-
Lesdoelen
- Na de les zijn de leerlingen in staat om:
- iets te vertellen over de basisprincipes in een verhaal: wie, waar en waarom;
- een verhaal spannend te maken.
- Na de les zijn de leerlingen in staat om:
Het verhaal Een vreemde postbode
Download hier
Wie, waar en waarom?
En zijn een aantal basisvragen die kunnen helpen bij het schrijven van een verhaal.
Schrijf groot op het bord: WIE // WAAR // WAAROM
Wie
- Over wie gaat dit verhaal? Wat kun je over de personages zeggen?
- Hoe heten ze? Gaat het om een jongen of een meisje? Oud of jong, hoe zien ze eruit, hebben ze (een) opvallende eigenschap(pen)?
- Hoe gaan ze met elkaar om?
Waar
- Waar speelt het verhaal zich (vooral) af?
- Hoe weet je dat? (kleuren, geuren, geluiden, buiten/binnen…)
Waarom
- Waarom zijn die personen daar?
- Waarom hebben ze die spullen bij zich?
Opbouw
De opbouw van een verhaal is belangrijk om het spannend te kunnen maken. Hierbij is het belangrijk om te denken in deze drie stappen: begin, midden en eind.
- Meestal begint een verhaal met de introductie van de hoofdpersoon of hoofdpersonen (begin).

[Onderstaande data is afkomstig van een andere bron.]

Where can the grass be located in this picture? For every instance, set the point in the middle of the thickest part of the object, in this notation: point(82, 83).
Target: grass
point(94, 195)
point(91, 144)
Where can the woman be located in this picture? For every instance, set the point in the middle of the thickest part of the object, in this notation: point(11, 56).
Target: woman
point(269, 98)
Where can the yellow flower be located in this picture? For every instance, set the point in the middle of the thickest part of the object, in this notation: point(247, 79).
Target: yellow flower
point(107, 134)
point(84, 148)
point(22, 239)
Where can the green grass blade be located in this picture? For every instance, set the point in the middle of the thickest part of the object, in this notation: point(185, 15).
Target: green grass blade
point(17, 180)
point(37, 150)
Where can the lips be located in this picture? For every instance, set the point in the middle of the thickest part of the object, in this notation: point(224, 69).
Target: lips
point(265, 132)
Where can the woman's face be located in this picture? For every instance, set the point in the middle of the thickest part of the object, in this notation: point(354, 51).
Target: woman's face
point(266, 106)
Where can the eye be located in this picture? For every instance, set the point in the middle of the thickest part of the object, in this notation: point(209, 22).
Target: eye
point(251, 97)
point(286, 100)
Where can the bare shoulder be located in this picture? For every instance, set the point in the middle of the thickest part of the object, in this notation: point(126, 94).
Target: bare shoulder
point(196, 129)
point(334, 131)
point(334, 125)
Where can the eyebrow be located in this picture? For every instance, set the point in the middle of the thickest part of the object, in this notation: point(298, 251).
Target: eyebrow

- Vervolgens is er een probleem dat opgelost moet worden (midden). (Een probleem kan ook een situatie, een dilemma of een vervelende gebeurtenis zijn.) Waarom is dit probleem er? Kan het opgelost worden?
- Het hoogtepunt van een verhaal ligt vaak vlak voor het moment dat het probleem – al dan niet – opgelost wordt (eind).